19. The cellular communication system claimed in claim 1 wherein the first transmitter is operable to transmit at least the second message using an incremental redundancy retransmission scheme.
20. The cellular communication system claimed in claim 1 wherein the cellular communication system is a UMTS cellular communication system.
21. The cellular communication system claimed in claim 20 wherein the communication channel is a High Speed Uplink Packet Access (HSUPA) communication channel and the first transmitter is operable to transmit the first message on an Enhanced-Dedicated Physical Control CHannel (E-DPCCH) and the second message on an Enhanced-Dedicated Physical Data CHannel (E-DPDCH).
22. A user equipment comprising:
a first receiver for receiving a resource allocation message allocating resource of an uplink communication channel from a first base station;
a first transmitter transmitting a first message comprising a transmit indication to a plurality of base stations; the transmit indication being indicative of a subsequent transmission of a second message; and
a first controller for determining a transmit format for the second message,
wherein the first transmitter is further operable to transmit the second message to the plurality of base stations using the transmit format.

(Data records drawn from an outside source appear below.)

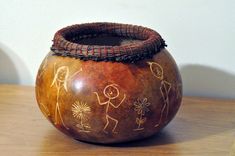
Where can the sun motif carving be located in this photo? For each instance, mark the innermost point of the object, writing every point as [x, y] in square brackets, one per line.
[141, 108]
[81, 112]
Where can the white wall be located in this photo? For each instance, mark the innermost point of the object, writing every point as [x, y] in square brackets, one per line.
[200, 35]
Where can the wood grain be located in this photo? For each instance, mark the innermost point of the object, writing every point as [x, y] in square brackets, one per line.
[202, 127]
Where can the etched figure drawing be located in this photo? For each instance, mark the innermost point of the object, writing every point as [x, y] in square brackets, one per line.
[110, 92]
[81, 112]
[165, 87]
[60, 81]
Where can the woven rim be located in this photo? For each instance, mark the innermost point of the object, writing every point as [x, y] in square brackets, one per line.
[66, 42]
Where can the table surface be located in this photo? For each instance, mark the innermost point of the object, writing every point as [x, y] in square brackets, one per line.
[201, 127]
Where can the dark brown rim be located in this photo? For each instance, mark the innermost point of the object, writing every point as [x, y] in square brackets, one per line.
[151, 42]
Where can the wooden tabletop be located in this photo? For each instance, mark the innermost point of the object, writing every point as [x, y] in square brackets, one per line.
[201, 127]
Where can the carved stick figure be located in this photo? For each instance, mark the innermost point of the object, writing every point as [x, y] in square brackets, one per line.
[61, 77]
[111, 92]
[165, 88]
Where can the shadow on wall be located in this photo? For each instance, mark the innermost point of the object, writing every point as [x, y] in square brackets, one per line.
[12, 68]
[204, 81]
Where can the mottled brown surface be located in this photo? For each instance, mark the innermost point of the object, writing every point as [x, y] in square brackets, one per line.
[84, 81]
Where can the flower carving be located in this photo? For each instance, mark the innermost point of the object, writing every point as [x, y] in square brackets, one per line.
[81, 111]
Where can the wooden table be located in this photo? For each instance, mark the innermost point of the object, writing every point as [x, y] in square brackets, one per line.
[201, 127]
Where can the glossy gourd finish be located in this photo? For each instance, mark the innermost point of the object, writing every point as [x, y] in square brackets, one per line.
[91, 95]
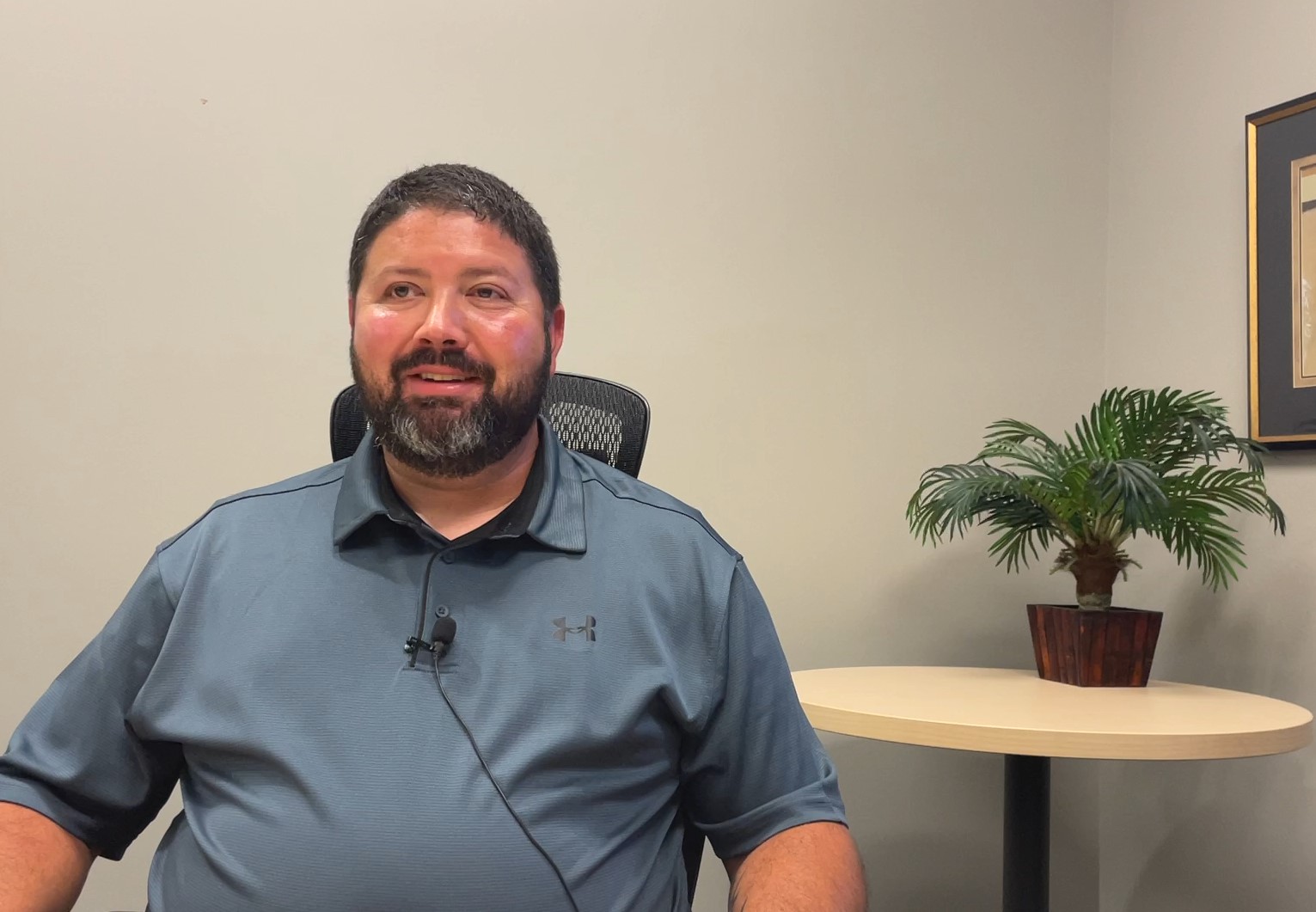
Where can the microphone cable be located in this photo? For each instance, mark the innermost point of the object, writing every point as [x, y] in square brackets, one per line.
[488, 773]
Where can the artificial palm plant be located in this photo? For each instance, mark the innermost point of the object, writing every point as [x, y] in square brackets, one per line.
[1142, 462]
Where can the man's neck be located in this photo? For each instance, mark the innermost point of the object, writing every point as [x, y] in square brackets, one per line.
[454, 505]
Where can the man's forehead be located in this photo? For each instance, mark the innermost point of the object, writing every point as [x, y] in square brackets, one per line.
[425, 233]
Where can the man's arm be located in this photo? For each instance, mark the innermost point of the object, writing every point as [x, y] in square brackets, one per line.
[811, 867]
[42, 866]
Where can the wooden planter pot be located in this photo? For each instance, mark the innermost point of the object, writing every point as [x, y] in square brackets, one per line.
[1110, 648]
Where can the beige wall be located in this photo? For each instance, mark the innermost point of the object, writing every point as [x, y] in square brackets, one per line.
[1239, 835]
[829, 241]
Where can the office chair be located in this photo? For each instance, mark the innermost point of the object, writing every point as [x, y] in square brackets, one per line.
[597, 418]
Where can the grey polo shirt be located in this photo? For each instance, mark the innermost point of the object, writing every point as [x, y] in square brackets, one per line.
[612, 661]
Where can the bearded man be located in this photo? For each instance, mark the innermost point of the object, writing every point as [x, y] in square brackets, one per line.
[257, 659]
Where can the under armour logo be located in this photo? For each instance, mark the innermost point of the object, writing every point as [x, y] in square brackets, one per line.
[564, 628]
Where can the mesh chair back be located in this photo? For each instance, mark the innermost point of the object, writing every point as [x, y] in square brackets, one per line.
[597, 418]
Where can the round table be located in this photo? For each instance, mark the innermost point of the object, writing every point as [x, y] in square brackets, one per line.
[1030, 720]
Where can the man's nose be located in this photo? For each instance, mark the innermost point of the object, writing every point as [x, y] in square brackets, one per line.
[444, 325]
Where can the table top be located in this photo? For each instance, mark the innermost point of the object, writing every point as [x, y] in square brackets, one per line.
[1013, 711]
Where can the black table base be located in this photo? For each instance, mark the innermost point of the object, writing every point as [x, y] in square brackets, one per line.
[1028, 835]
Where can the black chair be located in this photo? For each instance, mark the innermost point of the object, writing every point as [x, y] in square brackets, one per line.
[597, 418]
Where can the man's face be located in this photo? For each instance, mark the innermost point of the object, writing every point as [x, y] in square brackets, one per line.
[449, 344]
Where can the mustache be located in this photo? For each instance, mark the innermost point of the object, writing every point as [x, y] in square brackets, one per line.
[453, 358]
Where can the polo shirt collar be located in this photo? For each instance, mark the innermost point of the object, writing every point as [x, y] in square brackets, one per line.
[557, 522]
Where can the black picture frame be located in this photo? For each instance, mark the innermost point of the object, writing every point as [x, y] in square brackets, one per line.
[1281, 349]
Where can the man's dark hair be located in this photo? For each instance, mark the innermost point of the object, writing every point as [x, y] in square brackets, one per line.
[461, 188]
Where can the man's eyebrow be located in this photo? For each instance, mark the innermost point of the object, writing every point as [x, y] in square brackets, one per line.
[473, 272]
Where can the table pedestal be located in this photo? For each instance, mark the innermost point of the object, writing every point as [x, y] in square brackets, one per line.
[1026, 865]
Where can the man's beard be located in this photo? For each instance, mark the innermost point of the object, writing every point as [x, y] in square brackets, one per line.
[443, 435]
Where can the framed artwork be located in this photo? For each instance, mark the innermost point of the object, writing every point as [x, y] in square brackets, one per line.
[1282, 274]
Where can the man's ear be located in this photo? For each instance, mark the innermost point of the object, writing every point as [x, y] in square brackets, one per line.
[555, 332]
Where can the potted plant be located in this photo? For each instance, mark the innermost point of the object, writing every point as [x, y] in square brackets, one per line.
[1142, 462]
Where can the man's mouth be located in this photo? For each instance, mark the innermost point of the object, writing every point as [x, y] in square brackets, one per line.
[446, 378]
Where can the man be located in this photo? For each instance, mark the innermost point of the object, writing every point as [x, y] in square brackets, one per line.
[356, 673]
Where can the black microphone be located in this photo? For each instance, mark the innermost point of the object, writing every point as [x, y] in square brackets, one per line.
[443, 636]
[440, 639]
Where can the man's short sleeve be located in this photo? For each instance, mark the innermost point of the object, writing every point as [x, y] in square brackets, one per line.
[757, 768]
[76, 757]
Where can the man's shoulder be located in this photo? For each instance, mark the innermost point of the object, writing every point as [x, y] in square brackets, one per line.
[269, 503]
[649, 507]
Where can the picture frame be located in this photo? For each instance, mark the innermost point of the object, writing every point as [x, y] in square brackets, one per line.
[1282, 274]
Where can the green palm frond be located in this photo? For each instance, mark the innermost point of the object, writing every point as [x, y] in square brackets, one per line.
[1139, 462]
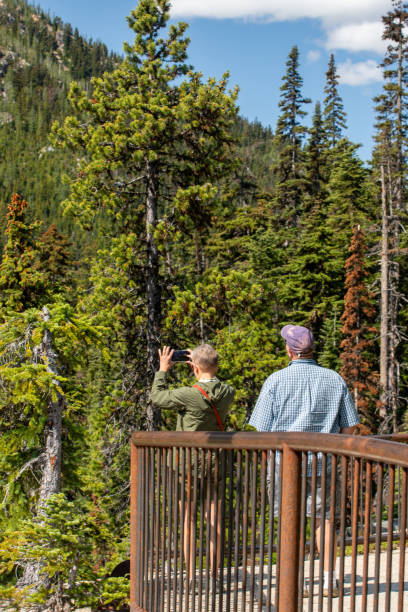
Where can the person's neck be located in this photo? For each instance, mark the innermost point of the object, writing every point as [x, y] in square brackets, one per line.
[205, 376]
[296, 357]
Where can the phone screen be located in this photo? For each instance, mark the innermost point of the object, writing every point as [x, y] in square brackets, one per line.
[180, 356]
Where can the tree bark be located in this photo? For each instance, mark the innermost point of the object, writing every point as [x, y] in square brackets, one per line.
[153, 292]
[200, 266]
[384, 326]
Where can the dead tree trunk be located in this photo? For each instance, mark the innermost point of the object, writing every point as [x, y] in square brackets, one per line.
[153, 293]
[52, 454]
[385, 290]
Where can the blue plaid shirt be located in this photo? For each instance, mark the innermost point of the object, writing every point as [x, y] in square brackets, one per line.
[304, 397]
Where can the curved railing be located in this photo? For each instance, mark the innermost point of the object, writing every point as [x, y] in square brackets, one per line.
[232, 521]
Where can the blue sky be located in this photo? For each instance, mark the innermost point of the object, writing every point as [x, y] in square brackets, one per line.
[252, 39]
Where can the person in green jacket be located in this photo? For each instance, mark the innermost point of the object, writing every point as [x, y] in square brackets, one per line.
[200, 407]
[194, 411]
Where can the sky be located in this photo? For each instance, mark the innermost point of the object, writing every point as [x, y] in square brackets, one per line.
[252, 39]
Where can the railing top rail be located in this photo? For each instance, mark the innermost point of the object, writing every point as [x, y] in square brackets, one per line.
[367, 447]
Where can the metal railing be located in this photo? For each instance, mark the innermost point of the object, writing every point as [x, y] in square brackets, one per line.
[235, 521]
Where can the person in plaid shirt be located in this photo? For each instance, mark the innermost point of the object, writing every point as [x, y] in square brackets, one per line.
[306, 397]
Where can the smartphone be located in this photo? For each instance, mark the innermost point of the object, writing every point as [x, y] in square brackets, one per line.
[180, 356]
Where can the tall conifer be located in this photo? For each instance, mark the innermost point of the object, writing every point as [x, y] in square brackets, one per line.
[390, 164]
[289, 170]
[333, 111]
[358, 369]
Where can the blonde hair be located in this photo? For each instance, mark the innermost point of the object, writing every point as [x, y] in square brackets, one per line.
[205, 357]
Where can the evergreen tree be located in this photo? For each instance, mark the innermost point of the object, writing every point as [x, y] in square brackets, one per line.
[148, 133]
[390, 163]
[357, 360]
[333, 113]
[289, 170]
[21, 284]
[316, 169]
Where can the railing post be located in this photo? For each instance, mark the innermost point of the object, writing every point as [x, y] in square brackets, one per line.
[290, 531]
[134, 528]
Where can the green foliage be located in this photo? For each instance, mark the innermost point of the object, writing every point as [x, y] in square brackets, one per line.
[72, 543]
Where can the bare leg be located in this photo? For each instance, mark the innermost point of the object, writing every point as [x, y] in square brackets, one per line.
[189, 534]
[215, 537]
[327, 532]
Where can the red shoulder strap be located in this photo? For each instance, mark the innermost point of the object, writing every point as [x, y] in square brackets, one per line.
[217, 416]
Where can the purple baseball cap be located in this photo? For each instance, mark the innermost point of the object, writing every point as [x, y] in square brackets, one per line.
[299, 339]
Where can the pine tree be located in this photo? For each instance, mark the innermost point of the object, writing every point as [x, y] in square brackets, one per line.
[21, 285]
[333, 113]
[316, 167]
[389, 160]
[150, 130]
[289, 171]
[356, 356]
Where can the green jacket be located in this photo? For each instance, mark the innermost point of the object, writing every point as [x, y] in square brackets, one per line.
[194, 410]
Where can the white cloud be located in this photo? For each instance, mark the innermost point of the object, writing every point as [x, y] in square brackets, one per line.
[360, 73]
[352, 25]
[313, 56]
[339, 11]
[364, 36]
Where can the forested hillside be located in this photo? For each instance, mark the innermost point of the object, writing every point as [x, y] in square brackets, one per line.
[177, 222]
[39, 57]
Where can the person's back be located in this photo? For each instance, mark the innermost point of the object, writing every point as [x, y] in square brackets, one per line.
[306, 397]
[194, 404]
[303, 397]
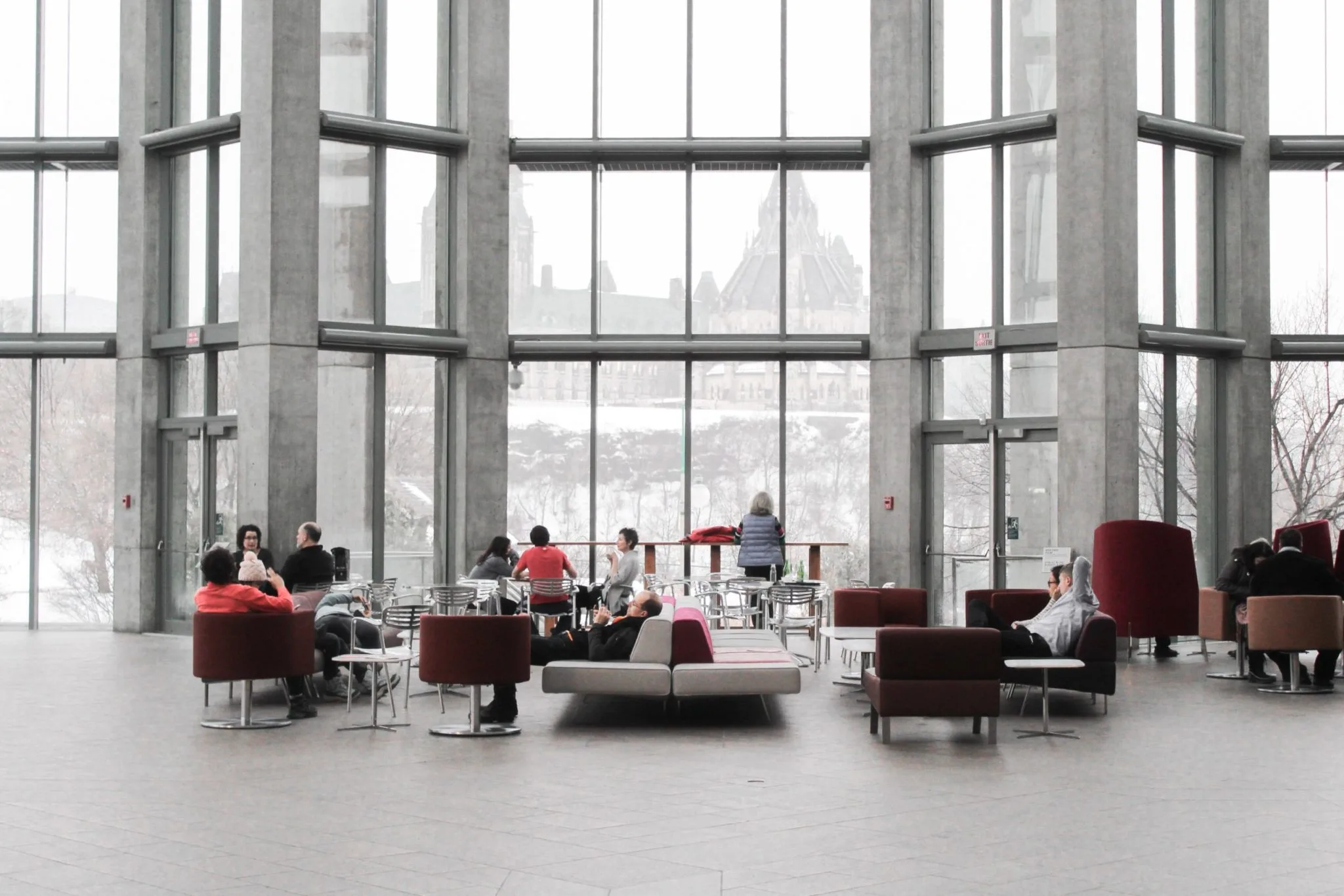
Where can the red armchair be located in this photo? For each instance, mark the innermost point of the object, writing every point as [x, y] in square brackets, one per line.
[1144, 577]
[882, 607]
[1316, 539]
[1011, 605]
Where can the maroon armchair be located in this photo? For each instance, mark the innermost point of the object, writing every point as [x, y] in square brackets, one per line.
[882, 607]
[247, 647]
[934, 672]
[1144, 577]
[1010, 605]
[474, 651]
[1316, 539]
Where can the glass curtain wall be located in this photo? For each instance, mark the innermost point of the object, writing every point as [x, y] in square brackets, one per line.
[690, 250]
[990, 442]
[58, 274]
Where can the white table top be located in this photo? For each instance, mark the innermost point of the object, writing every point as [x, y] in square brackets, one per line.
[1045, 662]
[851, 633]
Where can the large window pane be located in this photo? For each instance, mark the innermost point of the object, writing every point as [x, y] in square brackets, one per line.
[1028, 55]
[828, 68]
[411, 216]
[345, 456]
[736, 69]
[15, 250]
[963, 54]
[550, 251]
[15, 456]
[640, 455]
[79, 251]
[551, 68]
[413, 30]
[734, 439]
[348, 47]
[1308, 441]
[75, 462]
[187, 291]
[828, 465]
[959, 387]
[79, 65]
[736, 251]
[1307, 250]
[642, 251]
[1031, 278]
[549, 425]
[963, 239]
[827, 246]
[18, 71]
[1151, 258]
[642, 69]
[409, 484]
[346, 233]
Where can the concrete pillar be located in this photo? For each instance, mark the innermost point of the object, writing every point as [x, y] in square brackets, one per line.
[476, 386]
[136, 533]
[1244, 394]
[900, 247]
[1099, 233]
[277, 324]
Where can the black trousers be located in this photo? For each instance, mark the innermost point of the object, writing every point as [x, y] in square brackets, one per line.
[558, 647]
[1014, 642]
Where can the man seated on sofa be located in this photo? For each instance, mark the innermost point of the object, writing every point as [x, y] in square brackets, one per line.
[609, 638]
[1053, 632]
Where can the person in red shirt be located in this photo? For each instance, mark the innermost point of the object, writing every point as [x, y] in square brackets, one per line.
[545, 561]
[220, 594]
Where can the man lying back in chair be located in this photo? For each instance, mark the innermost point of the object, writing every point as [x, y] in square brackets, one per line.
[609, 638]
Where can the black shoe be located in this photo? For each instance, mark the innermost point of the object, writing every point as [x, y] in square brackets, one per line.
[301, 708]
[497, 715]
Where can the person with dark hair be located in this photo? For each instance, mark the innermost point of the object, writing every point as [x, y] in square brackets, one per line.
[609, 638]
[545, 561]
[625, 570]
[220, 594]
[249, 539]
[1291, 571]
[310, 563]
[1236, 582]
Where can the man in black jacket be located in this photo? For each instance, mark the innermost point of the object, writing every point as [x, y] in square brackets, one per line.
[609, 638]
[1291, 571]
[310, 565]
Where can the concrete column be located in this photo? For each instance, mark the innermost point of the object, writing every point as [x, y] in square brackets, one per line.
[144, 94]
[476, 386]
[898, 265]
[277, 329]
[1244, 394]
[1099, 233]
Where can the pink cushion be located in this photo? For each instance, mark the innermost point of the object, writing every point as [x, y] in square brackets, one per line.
[691, 637]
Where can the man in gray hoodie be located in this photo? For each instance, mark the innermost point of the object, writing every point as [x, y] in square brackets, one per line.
[1055, 630]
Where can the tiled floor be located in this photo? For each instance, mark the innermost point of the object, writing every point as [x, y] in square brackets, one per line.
[108, 786]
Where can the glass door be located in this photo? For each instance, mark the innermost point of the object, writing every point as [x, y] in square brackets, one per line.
[991, 512]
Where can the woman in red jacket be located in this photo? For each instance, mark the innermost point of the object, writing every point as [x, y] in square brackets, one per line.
[220, 594]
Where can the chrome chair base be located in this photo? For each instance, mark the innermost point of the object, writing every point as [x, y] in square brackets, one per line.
[238, 724]
[468, 731]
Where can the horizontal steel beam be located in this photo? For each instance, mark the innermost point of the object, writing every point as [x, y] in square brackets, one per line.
[618, 348]
[180, 138]
[1190, 342]
[58, 344]
[1011, 129]
[404, 134]
[402, 340]
[682, 151]
[1188, 134]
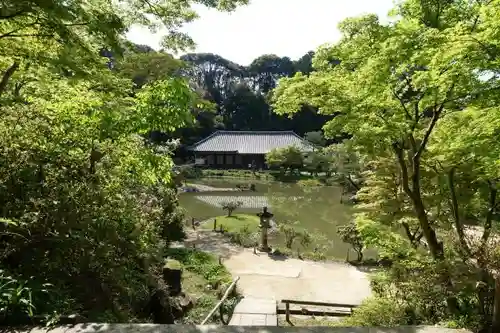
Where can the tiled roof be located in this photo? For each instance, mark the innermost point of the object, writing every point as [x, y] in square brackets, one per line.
[250, 142]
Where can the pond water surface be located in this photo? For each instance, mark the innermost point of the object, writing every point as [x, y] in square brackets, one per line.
[317, 209]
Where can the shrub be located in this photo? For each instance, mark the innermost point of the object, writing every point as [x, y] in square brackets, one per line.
[231, 206]
[379, 312]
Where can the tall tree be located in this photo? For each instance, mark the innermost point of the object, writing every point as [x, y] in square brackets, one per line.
[391, 90]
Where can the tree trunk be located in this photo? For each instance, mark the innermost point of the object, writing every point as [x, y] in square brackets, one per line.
[495, 327]
[7, 75]
[414, 193]
[360, 255]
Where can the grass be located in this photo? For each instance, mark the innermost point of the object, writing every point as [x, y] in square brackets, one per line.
[203, 279]
[269, 175]
[234, 224]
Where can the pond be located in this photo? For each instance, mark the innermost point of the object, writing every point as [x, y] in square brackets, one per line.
[317, 209]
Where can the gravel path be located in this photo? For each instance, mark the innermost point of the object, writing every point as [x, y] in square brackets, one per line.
[264, 276]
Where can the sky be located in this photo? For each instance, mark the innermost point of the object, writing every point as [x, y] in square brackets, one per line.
[282, 27]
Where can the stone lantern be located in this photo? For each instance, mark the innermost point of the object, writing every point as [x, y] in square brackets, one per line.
[265, 224]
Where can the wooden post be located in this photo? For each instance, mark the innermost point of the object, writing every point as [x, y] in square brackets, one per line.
[287, 312]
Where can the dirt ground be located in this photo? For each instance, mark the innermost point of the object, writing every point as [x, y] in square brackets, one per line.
[265, 276]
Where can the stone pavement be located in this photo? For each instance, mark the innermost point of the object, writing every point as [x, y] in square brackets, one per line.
[255, 312]
[155, 328]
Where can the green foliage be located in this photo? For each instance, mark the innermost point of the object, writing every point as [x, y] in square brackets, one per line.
[201, 263]
[77, 178]
[288, 158]
[378, 312]
[241, 228]
[231, 206]
[418, 100]
[290, 232]
[349, 234]
[315, 138]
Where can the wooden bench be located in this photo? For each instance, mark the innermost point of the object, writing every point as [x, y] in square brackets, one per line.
[287, 311]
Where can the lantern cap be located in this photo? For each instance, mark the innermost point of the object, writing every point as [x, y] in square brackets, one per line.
[265, 213]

23. A base station comprising:
a receiver for receiving a first message comprising a transmit indication from a user equipment; the transmit indication being indicative of a subsequent transmission of a second message on an uplink communication channel from the user equipment; and
a controller for configuring the receiver to receive the second message in response to receiving the transmit indication,
wherein the receiver is operable to receive the second message in response to the configuration.
24. A method of uplink communication in a cellular communication system comprising a plurality of base stations and user equipment; the method comprising the steps of:
transmitting a resource allocation message for an uplink communication channel from a first base station;
receiving the resource allocation message at a user equipment;
transmitting, from the user equipment, a first message comprising a transmit indication to a plurality of base stations, the transmit indication being indicative of a subsequent transmission of a second message;
receiving the first message at a plurality of base stations;
configuring the plurality of base stations to receive the second message in response to receiving the transmit indication;
determining, by the user equipment, a transmit format for the second message;
transmitting, from the user equipment, the second message to the plurality of base stations using the transmit format; and
receiving the second message at the plurality of base stations.
25. A method of transmitting an uplink communication from a user equipment; the method comprising the user equipment performing the steps of:
receiving a resource allocation message allocating resource of an uplink communication channel from a first base station;
transmitting a first message comprising a transmit indication to a plurality of base stations; the transmit indication being indicative of a subsequent transmission of a second message;
determining a transmit format for the second message; and
transmitting the second message to the plurality of base stations using the transmit format.
26. A method of receiving an uplink communication from a user equipment; the method comprising a base station performing the steps of:
receiving a first message comprising a transmit indication from a user equipment; the transmit indication being indicative of a subsequent transmission of a second message on a communication channel from the user equipment; and
configuring the receiver to receive the second message in response to receiving the transmit indication, wherein the receiver is operable to receive the second message in response to the configuration.